Needless to say, this is a major blow to the Google bulls, who seemed extraordinarily confident coming into this quarter. Going into today, the stock was up 30% from the company's second-quarter earnings report on July 19.
Google's acquisition of Motorola Mobility now appears to be a major drag. Motorola mobile device revenue was down an incredible 26%, while the home segment was down 3%.
Technically, this shouldn't be much of a surprise given Motorola's collapsing smartphone market share at the hands of the Samsung Galaxy and Apple (NASDAQ:AAPL) iPhone juggernauts. According to the marketing research firm NPD, Motorola held 12% of the smartphone market in 2012, down from 22% the previous year. (See: Motorola Results Point to Apple, Samsung Dominance.)

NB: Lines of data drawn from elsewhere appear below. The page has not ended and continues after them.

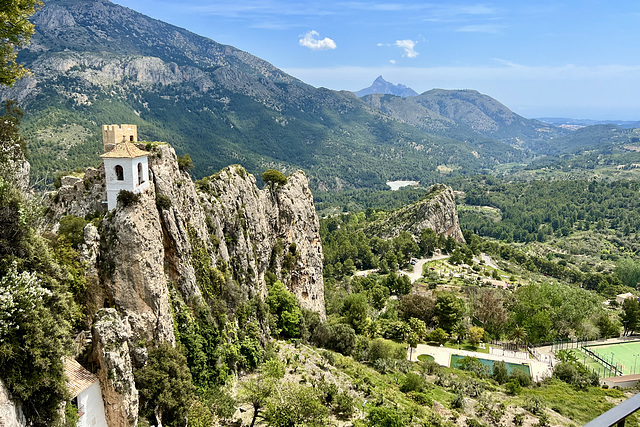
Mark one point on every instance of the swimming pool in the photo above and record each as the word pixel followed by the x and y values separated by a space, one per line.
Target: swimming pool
pixel 487 362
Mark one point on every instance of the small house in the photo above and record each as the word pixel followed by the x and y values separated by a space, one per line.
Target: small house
pixel 84 388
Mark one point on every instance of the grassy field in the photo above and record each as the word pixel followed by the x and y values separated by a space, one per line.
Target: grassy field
pixel 623 355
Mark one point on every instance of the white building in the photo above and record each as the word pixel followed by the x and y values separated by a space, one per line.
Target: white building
pixel 126 167
pixel 84 388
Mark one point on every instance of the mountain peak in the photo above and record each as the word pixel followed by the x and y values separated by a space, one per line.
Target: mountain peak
pixel 380 85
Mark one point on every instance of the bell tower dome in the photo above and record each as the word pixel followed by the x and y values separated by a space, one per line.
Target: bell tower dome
pixel 126 167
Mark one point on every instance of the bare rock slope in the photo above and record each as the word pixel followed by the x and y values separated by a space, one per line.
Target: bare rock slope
pixel 165 247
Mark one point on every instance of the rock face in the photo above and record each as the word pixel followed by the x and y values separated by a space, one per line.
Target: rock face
pixel 275 229
pixel 79 195
pixel 436 210
pixel 132 268
pixel 149 249
pixel 111 352
pixel 14 165
pixel 10 414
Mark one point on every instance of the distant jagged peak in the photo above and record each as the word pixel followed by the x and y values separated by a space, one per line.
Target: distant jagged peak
pixel 380 85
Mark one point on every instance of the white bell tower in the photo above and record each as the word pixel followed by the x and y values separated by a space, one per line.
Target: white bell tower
pixel 126 167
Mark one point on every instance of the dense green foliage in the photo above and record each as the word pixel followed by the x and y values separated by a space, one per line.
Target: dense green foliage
pixel 37 311
pixel 165 386
pixel 537 210
pixel 15 33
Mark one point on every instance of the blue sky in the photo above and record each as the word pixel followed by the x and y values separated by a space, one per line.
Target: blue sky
pixel 577 59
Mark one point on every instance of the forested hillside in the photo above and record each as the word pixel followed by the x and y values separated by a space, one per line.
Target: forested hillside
pixel 95 62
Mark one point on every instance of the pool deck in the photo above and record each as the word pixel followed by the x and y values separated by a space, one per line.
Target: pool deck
pixel 442 356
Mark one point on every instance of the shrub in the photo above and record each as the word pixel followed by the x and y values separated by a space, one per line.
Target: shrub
pixel 127 198
pixel 521 377
pixel 420 398
pixel 185 163
pixel 500 373
pixel 274 178
pixel 412 382
pixel 513 387
pixel 534 404
pixel 384 416
pixel 458 401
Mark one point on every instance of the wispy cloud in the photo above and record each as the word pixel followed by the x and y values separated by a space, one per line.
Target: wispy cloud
pixel 409 48
pixel 312 41
pixel 255 8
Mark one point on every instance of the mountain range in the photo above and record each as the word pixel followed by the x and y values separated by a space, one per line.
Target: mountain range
pixel 382 86
pixel 94 62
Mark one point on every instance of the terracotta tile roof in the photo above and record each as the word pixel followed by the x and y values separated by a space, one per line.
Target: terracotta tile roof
pixel 78 378
pixel 125 150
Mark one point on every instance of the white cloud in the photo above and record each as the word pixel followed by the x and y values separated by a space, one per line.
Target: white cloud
pixel 409 48
pixel 313 42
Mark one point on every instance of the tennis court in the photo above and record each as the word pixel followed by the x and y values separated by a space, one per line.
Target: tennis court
pixel 625 356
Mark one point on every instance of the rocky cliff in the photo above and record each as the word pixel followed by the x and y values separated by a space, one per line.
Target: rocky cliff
pixel 10 414
pixel 171 245
pixel 436 210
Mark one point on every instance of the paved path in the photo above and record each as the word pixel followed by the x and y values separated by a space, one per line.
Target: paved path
pixel 442 356
pixel 413 275
pixel 417 269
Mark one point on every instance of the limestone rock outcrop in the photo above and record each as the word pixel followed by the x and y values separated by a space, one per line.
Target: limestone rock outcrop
pixel 79 195
pixel 148 253
pixel 132 268
pixel 111 352
pixel 274 229
pixel 10 414
pixel 436 210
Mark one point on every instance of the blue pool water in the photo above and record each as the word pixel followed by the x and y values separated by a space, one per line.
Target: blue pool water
pixel 489 363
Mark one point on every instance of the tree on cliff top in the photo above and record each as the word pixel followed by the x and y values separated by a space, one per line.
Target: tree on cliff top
pixel 15 32
pixel 274 178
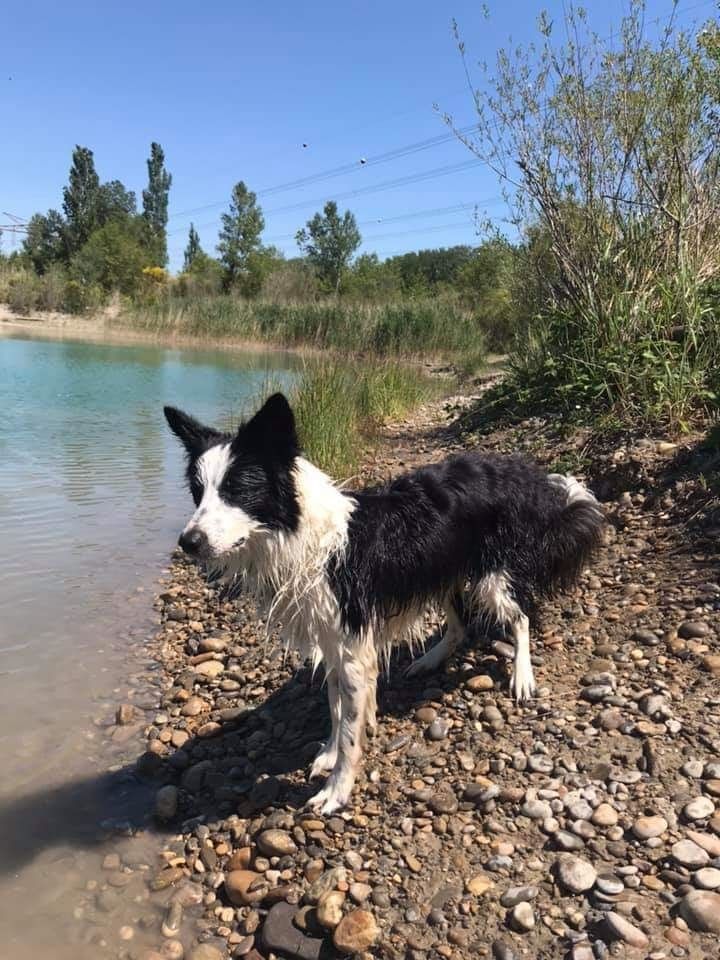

But hindsight's always 20/20, right?
Let's hope those Motorola Mobility patents add up to something big, because judging by the Google Nexus 7 tablet, the company is quite capable of building a high-quality mobile device.
At this point, even the most ardent Google bull must question the wisdom of this growth-sucking acquisition.
The mess at Google is taking down a number of Internet stocks in sympathy, including Amazon (NASDAQ:AMZN), LinkedIn (NASDAQ:LNKD), Yahoo (NASDAQ:YHOO), and Facebook (NASDAQ:FB). Since I'm short Facebook, I'm extremely happy about this development. (See: Facebook Hits 1 Billion Users Mark. So Is That a Good Thing or a Bad Thing?)
However, given that a good deal of Google's troubles are Motorola-related, this news doesn't change my already-negative views on Facebook.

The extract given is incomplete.